Concealing content within Wikipedia (often as JPEG or PDF files), folks set up private Facebook groups where they direct users to that data. One such group, titled “Wikimedia Angola,” boasts more than 2,780 members (and a scantily clad cover photo of Nicki Minaj), with the sole purpose “to share music, movies, pictures, and anime via Wikimedia.”

The Wikimedia Foundation, however, frowns on such practices; the nonprofit has strict copyright guidelines, and as Motherboard noted, “some editors of the site say they’re tired of playing whack-a-mole.”

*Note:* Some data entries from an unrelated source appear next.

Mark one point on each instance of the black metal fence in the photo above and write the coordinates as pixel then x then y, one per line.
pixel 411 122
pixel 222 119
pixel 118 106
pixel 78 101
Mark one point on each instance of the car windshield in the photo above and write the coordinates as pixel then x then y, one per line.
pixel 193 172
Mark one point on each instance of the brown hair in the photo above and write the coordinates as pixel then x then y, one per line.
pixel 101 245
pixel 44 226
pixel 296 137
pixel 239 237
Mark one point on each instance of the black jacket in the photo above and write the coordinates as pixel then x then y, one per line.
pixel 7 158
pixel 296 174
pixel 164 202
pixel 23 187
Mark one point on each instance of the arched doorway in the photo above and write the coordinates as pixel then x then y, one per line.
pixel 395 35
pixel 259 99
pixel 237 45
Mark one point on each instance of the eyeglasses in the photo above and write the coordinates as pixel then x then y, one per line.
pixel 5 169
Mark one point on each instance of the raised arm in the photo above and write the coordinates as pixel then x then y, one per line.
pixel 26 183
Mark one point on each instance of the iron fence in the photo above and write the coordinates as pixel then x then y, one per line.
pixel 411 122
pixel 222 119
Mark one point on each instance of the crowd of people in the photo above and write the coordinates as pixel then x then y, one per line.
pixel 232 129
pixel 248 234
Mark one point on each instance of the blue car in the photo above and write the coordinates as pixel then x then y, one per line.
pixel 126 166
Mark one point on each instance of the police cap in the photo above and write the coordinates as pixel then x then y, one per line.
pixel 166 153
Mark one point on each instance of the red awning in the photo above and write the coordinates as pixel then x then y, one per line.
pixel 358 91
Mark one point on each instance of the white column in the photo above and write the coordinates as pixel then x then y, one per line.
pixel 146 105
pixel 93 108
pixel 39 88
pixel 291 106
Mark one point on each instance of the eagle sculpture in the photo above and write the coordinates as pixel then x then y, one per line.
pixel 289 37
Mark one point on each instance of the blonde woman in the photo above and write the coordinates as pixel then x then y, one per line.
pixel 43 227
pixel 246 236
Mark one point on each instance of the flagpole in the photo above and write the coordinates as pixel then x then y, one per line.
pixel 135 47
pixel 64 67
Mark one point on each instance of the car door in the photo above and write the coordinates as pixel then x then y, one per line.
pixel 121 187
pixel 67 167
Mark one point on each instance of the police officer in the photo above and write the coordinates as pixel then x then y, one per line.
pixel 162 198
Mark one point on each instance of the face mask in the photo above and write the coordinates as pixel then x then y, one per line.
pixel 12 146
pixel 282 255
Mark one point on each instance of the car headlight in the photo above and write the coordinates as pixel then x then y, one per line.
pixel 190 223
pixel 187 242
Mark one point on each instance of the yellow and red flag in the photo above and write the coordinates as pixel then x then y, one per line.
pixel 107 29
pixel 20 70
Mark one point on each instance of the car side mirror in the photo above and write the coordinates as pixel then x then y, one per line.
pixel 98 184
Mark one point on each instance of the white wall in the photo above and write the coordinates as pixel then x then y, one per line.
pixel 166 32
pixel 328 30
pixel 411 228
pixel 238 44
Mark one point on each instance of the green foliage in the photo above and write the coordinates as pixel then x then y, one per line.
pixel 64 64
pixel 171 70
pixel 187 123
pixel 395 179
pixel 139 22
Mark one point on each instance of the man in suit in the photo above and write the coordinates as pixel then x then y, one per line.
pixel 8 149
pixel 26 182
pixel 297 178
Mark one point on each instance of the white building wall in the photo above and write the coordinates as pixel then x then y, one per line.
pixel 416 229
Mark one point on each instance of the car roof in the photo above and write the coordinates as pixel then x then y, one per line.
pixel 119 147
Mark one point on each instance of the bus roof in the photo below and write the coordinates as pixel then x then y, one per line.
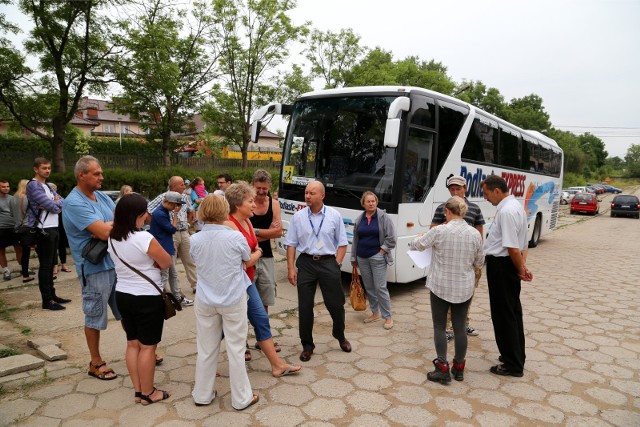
pixel 406 90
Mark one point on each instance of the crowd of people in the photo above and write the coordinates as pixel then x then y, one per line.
pixel 223 239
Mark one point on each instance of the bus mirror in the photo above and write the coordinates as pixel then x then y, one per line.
pixel 392 133
pixel 255 130
pixel 392 129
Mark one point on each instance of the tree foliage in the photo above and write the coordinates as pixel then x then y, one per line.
pixel 165 67
pixel 379 68
pixel 254 37
pixel 332 55
pixel 68 42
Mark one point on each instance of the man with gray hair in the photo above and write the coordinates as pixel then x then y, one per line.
pixel 88 213
pixel 181 238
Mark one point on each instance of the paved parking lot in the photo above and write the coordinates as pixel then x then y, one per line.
pixel 583 355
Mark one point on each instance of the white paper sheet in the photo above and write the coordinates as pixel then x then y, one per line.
pixel 421 259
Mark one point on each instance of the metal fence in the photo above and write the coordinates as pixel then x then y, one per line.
pixel 19 161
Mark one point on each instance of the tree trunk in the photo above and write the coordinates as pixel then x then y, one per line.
pixel 57 145
pixel 166 155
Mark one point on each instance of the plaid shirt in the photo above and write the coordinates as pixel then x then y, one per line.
pixel 457 249
pixel 183 214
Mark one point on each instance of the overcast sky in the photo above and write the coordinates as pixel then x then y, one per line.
pixel 580 56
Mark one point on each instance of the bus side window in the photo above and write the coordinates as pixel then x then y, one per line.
pixel 417 168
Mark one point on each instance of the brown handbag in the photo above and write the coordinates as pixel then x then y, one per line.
pixel 356 294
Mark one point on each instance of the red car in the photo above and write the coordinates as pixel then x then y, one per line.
pixel 584 202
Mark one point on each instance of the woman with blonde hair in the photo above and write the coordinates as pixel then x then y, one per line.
pixel 221 304
pixel 19 205
pixel 241 205
pixel 457 252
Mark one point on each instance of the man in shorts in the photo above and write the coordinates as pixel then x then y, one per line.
pixel 88 213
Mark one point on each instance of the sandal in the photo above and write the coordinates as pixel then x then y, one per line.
pixel 276 346
pixel 255 400
pixel 94 371
pixel 145 399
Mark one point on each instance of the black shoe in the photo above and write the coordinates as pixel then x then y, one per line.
pixel 52 305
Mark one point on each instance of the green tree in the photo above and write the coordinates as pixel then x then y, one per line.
pixel 333 54
pixel 528 113
pixel 594 147
pixel 165 69
pixel 477 93
pixel 378 68
pixel 68 41
pixel 633 161
pixel 254 38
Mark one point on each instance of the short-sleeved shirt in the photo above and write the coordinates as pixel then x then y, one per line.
pixel 79 212
pixel 134 250
pixel 162 229
pixel 321 233
pixel 508 230
pixel 473 217
pixel 218 252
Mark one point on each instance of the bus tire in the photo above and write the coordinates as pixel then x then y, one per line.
pixel 537 229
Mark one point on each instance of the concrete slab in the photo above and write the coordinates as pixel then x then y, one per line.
pixel 20 363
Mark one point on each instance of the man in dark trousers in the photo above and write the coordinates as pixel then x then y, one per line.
pixel 505 250
pixel 318 233
pixel 44 207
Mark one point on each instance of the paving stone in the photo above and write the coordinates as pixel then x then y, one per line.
pixel 366 401
pixel 43 341
pixel 19 363
pixel 68 405
pixel 51 352
pixel 410 416
pixel 280 416
pixel 14 410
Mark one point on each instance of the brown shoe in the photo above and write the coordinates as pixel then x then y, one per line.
pixel 305 356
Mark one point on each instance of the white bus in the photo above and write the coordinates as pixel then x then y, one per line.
pixel 402 143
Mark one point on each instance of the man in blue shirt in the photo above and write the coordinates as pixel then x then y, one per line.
pixel 318 232
pixel 163 228
pixel 88 213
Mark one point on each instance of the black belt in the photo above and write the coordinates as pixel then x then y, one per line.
pixel 317 257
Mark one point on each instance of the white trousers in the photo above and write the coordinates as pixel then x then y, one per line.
pixel 210 324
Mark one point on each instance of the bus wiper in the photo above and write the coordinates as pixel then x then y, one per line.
pixel 346 191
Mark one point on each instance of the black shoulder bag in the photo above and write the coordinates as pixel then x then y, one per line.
pixel 171 303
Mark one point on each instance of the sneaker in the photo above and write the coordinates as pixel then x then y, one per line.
pixel 471 331
pixel 186 302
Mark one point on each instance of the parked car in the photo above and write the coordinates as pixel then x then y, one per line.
pixel 611 189
pixel 596 188
pixel 625 204
pixel 566 196
pixel 584 202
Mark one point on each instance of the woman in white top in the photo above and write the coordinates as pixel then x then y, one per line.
pixel 457 251
pixel 139 301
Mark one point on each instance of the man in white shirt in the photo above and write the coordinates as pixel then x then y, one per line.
pixel 505 253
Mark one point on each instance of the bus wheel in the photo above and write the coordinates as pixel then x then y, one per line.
pixel 537 229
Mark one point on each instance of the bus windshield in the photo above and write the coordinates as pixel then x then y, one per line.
pixel 339 141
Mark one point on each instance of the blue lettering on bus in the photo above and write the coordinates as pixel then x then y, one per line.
pixel 473 181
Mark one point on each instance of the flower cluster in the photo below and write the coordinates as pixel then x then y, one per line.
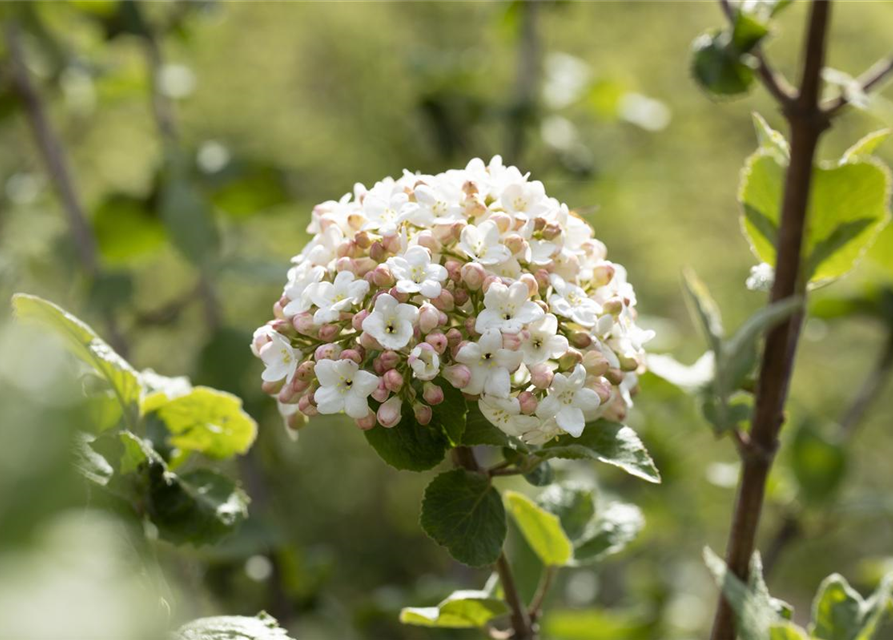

One editor aired their concerns in a Wiki discussion forum, writing to report possible misuse of Wikimedia projects and Wikipedia Zero.

“I am not sure if users are doing it in bad faith, but they have been warned and keep doing it,” user “Teles” wrote, citing six examples.

“I don’t think that Wikipedia Zero should stop existing there of course, but maybe something could be done, like preventing them from uploading large files or by previously instructing them in local language [Portuguese] about what they can or [can] not do.”

The Wikimedia Foundation acknowledged the uploads, telling PCMag in a statement that “uploading copyrighted content on the projects is a violation of the Foundation’s Terms of Use, various community-developed policies, and our mission to share freely licensed educational content on the Wikimedia projects.”

As a temporary solution, a spokeswoman said, editors have issued makeshift IP blocks. But in the long-term, the organization is looking into technical approaches, like using edit filters to flag larger files.